Crews survey the site of an emergency repair triggered by a culvert failure along Interstate 70 east of Vail, Colo. Costs to replace this culvert totaled $4.2 million. Photo: Colorado DOT
Crews survey the site of an emergency repair triggered by a culvert failure along Interstate 70 east of Vail, Colo. Costs to replace this culvert totaled $4.2 million. Photo: Colorado DOT

These comments are in response to the article “Good culverts gone bad” on page 38 of the March 2005 issue of PUBLIC WORKS.

I would like to thank you for bringing attention to North America culvert failures in the article. It is important to raise awareness of the crumbling infrastructure in our nation.
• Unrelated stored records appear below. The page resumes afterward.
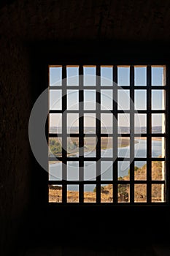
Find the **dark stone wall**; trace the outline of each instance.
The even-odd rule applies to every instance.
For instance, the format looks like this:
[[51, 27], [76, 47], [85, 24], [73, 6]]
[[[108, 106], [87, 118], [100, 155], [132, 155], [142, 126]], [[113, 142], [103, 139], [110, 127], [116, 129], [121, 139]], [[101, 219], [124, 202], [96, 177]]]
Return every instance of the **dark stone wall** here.
[[[31, 190], [28, 123], [31, 109], [28, 55], [17, 41], [0, 39], [1, 255], [26, 229]], [[24, 225], [23, 225], [24, 224]]]
[[[79, 233], [82, 233], [80, 227], [84, 221], [80, 217], [83, 208], [70, 208], [71, 214], [74, 216], [73, 222], [69, 220], [70, 217], [67, 215], [69, 211], [65, 208], [42, 211], [42, 209], [45, 209], [43, 205], [45, 191], [42, 191], [43, 182], [38, 184], [38, 181], [39, 177], [42, 177], [40, 181], [45, 180], [45, 177], [43, 177], [45, 175], [35, 160], [32, 167], [28, 123], [33, 103], [42, 91], [39, 78], [43, 82], [43, 77], [41, 75], [42, 69], [39, 68], [39, 61], [43, 59], [43, 47], [46, 47], [46, 56], [48, 53], [50, 55], [53, 53], [53, 50], [50, 48], [53, 42], [53, 49], [57, 48], [60, 58], [63, 56], [66, 60], [68, 56], [72, 58], [73, 53], [76, 55], [79, 51], [88, 60], [88, 53], [93, 55], [93, 49], [96, 51], [99, 41], [101, 46], [102, 42], [105, 44], [99, 50], [103, 56], [107, 48], [107, 41], [109, 42], [110, 48], [113, 48], [113, 45], [120, 45], [119, 42], [121, 42], [120, 49], [122, 59], [123, 52], [127, 53], [128, 47], [133, 43], [134, 45], [139, 45], [136, 53], [142, 50], [144, 59], [145, 56], [149, 58], [147, 53], [154, 48], [155, 61], [155, 56], [163, 56], [167, 60], [169, 55], [166, 54], [166, 49], [169, 48], [164, 46], [169, 46], [170, 42], [170, 2], [166, 0], [4, 0], [0, 4], [0, 255], [5, 255], [10, 252], [10, 249], [15, 251], [15, 246], [17, 247], [18, 243], [20, 245], [23, 244], [22, 240], [24, 241], [28, 238], [28, 236], [26, 236], [28, 230], [30, 230], [31, 236], [34, 234], [34, 238], [36, 235], [41, 235], [42, 238], [47, 238], [49, 233], [54, 234], [55, 238], [54, 227], [58, 228], [58, 219], [60, 230], [63, 230], [63, 227], [66, 229], [69, 237], [72, 237], [72, 230], [77, 238]], [[76, 42], [74, 52], [72, 51], [72, 47], [67, 48], [66, 53], [64, 47], [60, 48], [62, 42], [66, 42], [68, 47], [72, 40]], [[60, 42], [61, 44], [59, 44]], [[82, 42], [84, 42], [84, 46]], [[90, 45], [92, 42], [94, 42], [93, 48]], [[147, 48], [148, 42], [150, 50]], [[42, 45], [39, 56], [36, 56], [37, 50]], [[107, 52], [109, 56], [109, 53]], [[54, 59], [56, 59], [58, 53]], [[133, 54], [133, 58], [136, 58], [135, 51]], [[128, 56], [131, 59], [130, 55]], [[150, 58], [152, 61], [152, 56]], [[36, 83], [38, 80], [39, 83]], [[38, 170], [36, 175], [35, 170]], [[38, 193], [41, 195], [39, 196]], [[106, 228], [104, 219], [108, 216], [109, 219], [112, 217], [117, 218], [121, 213], [120, 209], [114, 217], [114, 208], [112, 211], [109, 208], [101, 211], [101, 217], [104, 214], [101, 222], [103, 230]], [[142, 217], [144, 215], [144, 209], [142, 211]], [[166, 217], [165, 222], [167, 223], [169, 211], [165, 208], [163, 211], [162, 216]], [[135, 212], [133, 209], [128, 212], [131, 212], [136, 217], [135, 214], [139, 214], [138, 209]], [[161, 211], [159, 209], [155, 219], [152, 219], [155, 212], [154, 208], [150, 211], [150, 219], [147, 222], [145, 222], [145, 219], [142, 222], [144, 225], [146, 223], [146, 227], [150, 225], [150, 220], [152, 219], [151, 227], [150, 226], [148, 228], [150, 233], [147, 237], [151, 233], [155, 236], [156, 227], [154, 230], [154, 223], [158, 219], [159, 223], [161, 222], [158, 230], [162, 230], [164, 220], [158, 216]], [[75, 213], [77, 214], [74, 215]], [[96, 222], [98, 211], [96, 208], [91, 208], [86, 209], [86, 214], [91, 214], [92, 218], [89, 217], [84, 222], [84, 238], [88, 238], [90, 232], [88, 227], [94, 225], [90, 238], [93, 240], [96, 237], [97, 241], [100, 236], [100, 228]], [[54, 227], [49, 226], [50, 215], [55, 219]], [[135, 219], [137, 222], [139, 218], [136, 217]], [[135, 227], [135, 222], [128, 223], [127, 234], [133, 233], [131, 223]], [[109, 226], [110, 223], [107, 224]], [[114, 228], [114, 222], [111, 225]], [[118, 225], [117, 227], [119, 228]], [[62, 232], [62, 236], [58, 236], [58, 241], [64, 238], [65, 234]], [[147, 233], [144, 225], [143, 232]]]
With that said, I was disappointed in the manner with which the material was presented and particularly concerned with the misrepresentation the article gave to corrugated high-density polyethylene (HDPE) pipe.

One of the topics mentioned in your article and the Transportation Research Board presentation was the determination of culvert service life. Perhaps the biggest question with regard to service-life determination is to define exactly what is considered a failure. For example, are leaking joints failures? They can be, if they would cause a sinkhole that leads to a collapse of a roadway or parking lot. Yet, this factor is often not addressed in service-life predictions, nor was it addressed in the article. Corrugated HDPE pipe has a superior joint system that virtually eliminates leakage of joints and the resulting potential for road failure due to sinkholes.
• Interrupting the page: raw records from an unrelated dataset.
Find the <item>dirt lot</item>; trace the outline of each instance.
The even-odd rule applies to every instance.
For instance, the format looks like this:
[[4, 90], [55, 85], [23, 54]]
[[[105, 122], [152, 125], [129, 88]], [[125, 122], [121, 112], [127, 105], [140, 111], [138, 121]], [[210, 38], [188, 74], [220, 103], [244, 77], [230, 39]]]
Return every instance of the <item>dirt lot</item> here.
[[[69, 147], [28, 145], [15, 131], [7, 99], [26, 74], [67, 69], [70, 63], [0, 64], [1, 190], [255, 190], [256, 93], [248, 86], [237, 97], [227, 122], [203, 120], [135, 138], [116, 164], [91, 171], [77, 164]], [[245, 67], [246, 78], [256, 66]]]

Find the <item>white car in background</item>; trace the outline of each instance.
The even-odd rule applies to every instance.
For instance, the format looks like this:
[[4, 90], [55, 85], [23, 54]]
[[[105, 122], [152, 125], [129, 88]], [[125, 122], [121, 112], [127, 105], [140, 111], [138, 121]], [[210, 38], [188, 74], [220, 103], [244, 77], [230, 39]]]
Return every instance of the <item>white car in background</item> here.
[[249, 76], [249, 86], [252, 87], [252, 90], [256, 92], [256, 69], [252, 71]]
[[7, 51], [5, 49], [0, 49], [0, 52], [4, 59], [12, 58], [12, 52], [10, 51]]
Other factors that affect service life include environmental considerations of the effluent such as pH and chemical content. In fact, the American Association of State Highway and Transportation Officials' Highway Drainage Guidelines, Volume 14, “Culvert Inspection, Material Selection, and Rehabilitation Guideline,” makes the following statement for both PVC and HDPE materials: “Both are unaffected by the chemical and corrosive elements typically found in soils. In addition, both types have exhibited excellent abrasive resistance, particularly where acidic or alkaline conditions also are present…the data that is available suggests that plastic materials will provide equivalent service life in a potentially broader range of conditions than either metal or concrete.”

The service life estimates that were mentioned in the article were misrepresentative or inaccurate. For instance, an intensive protocol was recently implemented which will allow corrugated HDPE usage for 100-year service-life applications in the state of Florida.

I echo the report's plea for culvert inspections and documentation. Proper inspection and follow-up is key to ensuring the product is performing according to its intended design.

Rich Gottwald, president, Plastics Pipe Institute

It was with great disappointment the members of the National Corrugated Steel Pipe Association (NCSPA) received the March 2005 issue of PUBLIC WORKS during our 2005 national meeting. The article, “Good culverts gone bad,” was filled with inaccuracies and misleading photos.

While the article did point out one, indisputable fact—all culverts, regardless of material, need to be inspected, maintained, and rehabilitated as they approach maximum service life or they will fail—it also, through selective listing of service life, photos, and statistical data, inferred that metal pipe culverts were more prone to failure than culverts of other materials. This is simply wrong.

When designed to appropriate service life for the given environmental parameters and properly installed, metal pipe culverts perform as well, if not better, than other materials such as concrete and plastic.